He was born Delbert Martin Mann Jr., on January 30, 1920, in Lawrence, Kansas, but raised in Nashville since the age of 11 when his father took a teaching position at Scarritt College. His interest in theater began in his youth and he headed his high school drama club before attending Vanderbilt University in Nashville and continuing his dramatic studies. After he graduated in 1941, he had a stint in the Army Air Force and when he returned Stateside, he enrolled in the Yale School of Drama and graduated with a master of fine arts in directing.

After accepting a position as a director of a regional theater in Columbia, South Columbia, Mann received an invitation from an old friend and mentor, Fred Coe, whom Mann knew in Nashville, to join him in New York where Coe was a stage manager and assistant director at NBC. By the early '50s, Mann was working on some key dramatic anthology series such as The Philco Television Playhouse and Goodyear Television Playhouse and earned a solid reputation as a fine director of live television.

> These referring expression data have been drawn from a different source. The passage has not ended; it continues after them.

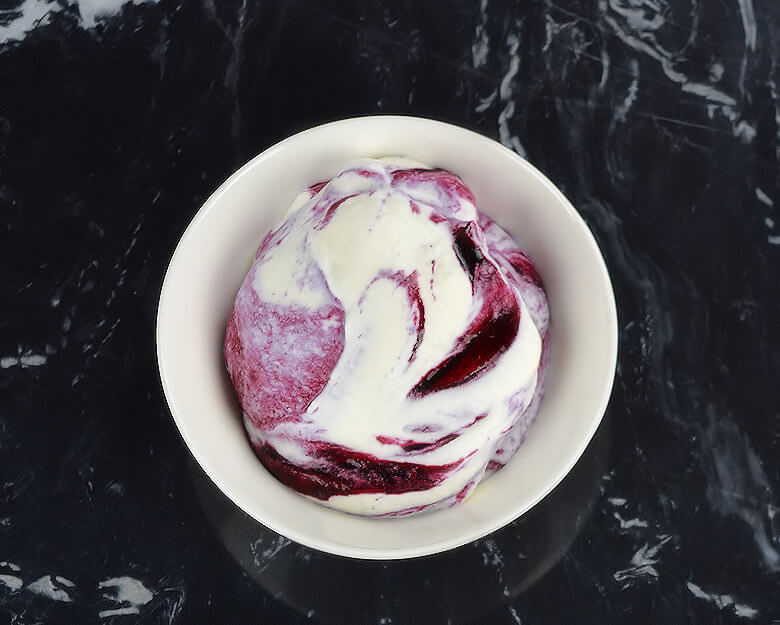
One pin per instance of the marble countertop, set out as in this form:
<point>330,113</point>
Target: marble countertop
<point>658,119</point>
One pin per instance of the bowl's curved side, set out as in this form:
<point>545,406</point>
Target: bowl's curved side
<point>204,274</point>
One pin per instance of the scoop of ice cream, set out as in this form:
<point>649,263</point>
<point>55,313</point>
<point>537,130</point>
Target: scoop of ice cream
<point>388,345</point>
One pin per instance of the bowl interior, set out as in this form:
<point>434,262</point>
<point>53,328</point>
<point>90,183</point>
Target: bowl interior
<point>216,250</point>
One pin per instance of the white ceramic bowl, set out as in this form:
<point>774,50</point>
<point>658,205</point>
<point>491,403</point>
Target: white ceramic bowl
<point>215,252</point>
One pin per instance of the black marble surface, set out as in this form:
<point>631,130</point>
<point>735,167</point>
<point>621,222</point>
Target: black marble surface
<point>658,119</point>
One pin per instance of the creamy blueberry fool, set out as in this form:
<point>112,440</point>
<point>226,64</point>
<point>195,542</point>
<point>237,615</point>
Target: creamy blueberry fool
<point>389,343</point>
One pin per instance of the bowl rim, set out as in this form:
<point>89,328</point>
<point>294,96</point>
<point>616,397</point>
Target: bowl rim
<point>324,544</point>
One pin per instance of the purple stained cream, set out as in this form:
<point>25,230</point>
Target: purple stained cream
<point>389,343</point>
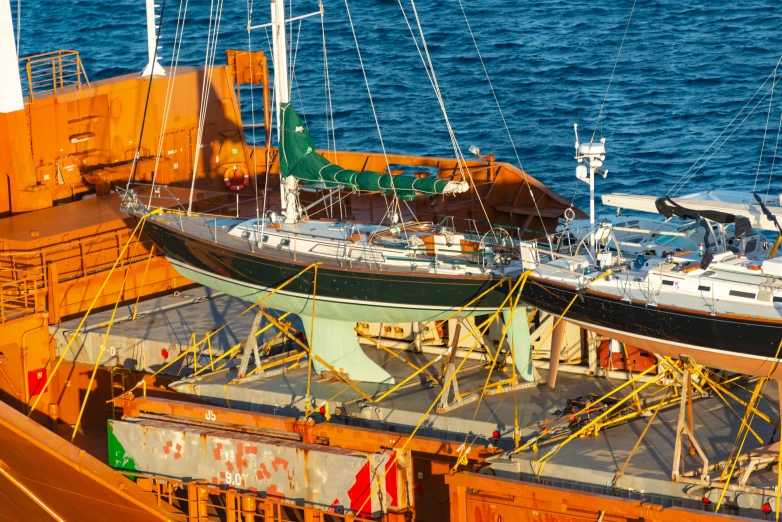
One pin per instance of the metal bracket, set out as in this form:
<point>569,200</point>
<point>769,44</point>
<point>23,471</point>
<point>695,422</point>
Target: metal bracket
<point>683,430</point>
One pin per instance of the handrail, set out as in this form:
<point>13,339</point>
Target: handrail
<point>51,72</point>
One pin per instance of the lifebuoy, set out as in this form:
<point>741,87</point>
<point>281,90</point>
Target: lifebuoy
<point>236,178</point>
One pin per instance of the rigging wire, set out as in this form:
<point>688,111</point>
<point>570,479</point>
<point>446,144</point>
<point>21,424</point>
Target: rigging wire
<point>774,157</point>
<point>675,185</point>
<point>331,140</point>
<point>723,141</point>
<point>178,37</point>
<point>19,28</point>
<point>765,129</point>
<point>250,4</point>
<point>605,96</point>
<point>460,161</point>
<point>502,116</point>
<point>211,50</point>
<point>395,200</point>
<point>295,79</point>
<point>136,156</point>
<point>613,71</point>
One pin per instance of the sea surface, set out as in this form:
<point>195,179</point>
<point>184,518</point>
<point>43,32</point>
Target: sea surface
<point>685,71</point>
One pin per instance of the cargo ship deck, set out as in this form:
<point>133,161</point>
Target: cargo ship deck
<point>589,464</point>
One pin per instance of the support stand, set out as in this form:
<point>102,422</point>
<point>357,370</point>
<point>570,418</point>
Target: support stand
<point>503,386</point>
<point>683,429</point>
<point>251,347</point>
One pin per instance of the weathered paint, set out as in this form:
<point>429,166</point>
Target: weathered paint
<point>118,457</point>
<point>303,474</point>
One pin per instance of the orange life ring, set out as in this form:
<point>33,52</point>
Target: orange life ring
<point>236,178</point>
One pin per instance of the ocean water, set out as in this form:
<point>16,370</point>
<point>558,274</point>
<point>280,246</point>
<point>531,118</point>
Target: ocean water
<point>685,71</point>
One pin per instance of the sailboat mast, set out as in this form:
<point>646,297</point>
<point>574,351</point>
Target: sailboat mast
<point>11,92</point>
<point>280,58</point>
<point>281,90</point>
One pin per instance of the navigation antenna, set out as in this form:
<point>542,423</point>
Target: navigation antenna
<point>593,155</point>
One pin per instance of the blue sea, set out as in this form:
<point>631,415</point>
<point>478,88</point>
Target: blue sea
<point>685,71</point>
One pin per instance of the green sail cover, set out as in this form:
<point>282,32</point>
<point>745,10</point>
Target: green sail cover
<point>298,158</point>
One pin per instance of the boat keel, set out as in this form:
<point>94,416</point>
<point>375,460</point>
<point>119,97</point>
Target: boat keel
<point>335,342</point>
<point>519,340</point>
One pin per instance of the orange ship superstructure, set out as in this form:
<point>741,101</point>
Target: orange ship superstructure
<point>198,454</point>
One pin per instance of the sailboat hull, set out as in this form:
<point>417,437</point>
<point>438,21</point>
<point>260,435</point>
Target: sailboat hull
<point>732,343</point>
<point>344,293</point>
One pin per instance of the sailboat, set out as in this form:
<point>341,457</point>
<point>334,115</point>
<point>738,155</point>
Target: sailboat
<point>393,271</point>
<point>709,290</point>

His break came in 1953 when he was tapped to direct Marty, a simple story about a lonely Bronx butcher struggling to find love. Written by Paddy Chayefsky and starring Rod Steiger in the title role, this early live telecast was a considerable critical and commercial success. When it came time for the big screen adaptation of his teleplay, Chayefsky insisted that Mann be the director. The result was Marty (1955) and it won Academy Awards for best picture, best director (Mann), best screenplay (Chayefsky) and best actor (Ernest Borgnine).

After Marty, Mann continued to direct some first rate work that exemplified his strengths, namely his low-key naturalism, excellent narrative control, and a gift for coaxing fine, sensitive performances out of his actors. The proof is available for all to see: Jack Warden and Don Murray as insecure New York white collar workers in The Bachelor Party (1957); the Oscar® winning turns of David Niven and Wendy Hiller in Separate Tables (1958), the surprising chemistry of Fredric March and Kim Novak in Middle of the Night (1959), and the terrific ensemble that included Robert Preston, Dorothy McGuire and Angela Lansbury for The Dark at the Top of the Stairs (1960).

Later on he also proved that he was adept at directing supple comedies as well as intense drama, and he notched some box office hits with two Doris Day vehicles: Lover Come Back (1961), That Touch of Mink (1962) and the charming romantic coupling of Glenn Ford and Geraldine Page for Dear Heart (1964). By the late '60s Mann returned to the small screen to direct some high-end telefilms: Heidi with Maximilian Schell, Michael Redgrave, and Jean Simmons; David Copperfield (1969), starring Richard Attenborough, Laurence Olivier, and Michael Redgrave; and Jane Eyre (1970) that paired George C. Scott and Susannah York.

By the '70s, Mann spent an equal amount of time between film and television, and toward the end of his career he directed two stellar pieces, the excellent television miniseries All Quiet on the Western Front (1979), and a fine adventure about the crossing of the Berlin Wall in Night Crossing (1981). His last film was the race relations drama, Lily in Winter (1994) starring Natalie Cole. Afterwards, Mann lived comfortably in retirement and in 2002, he received the Directors Guild of America's Honorary Life Member Award. He is survived by his sons Fred, David and Steven and seven grandchildren.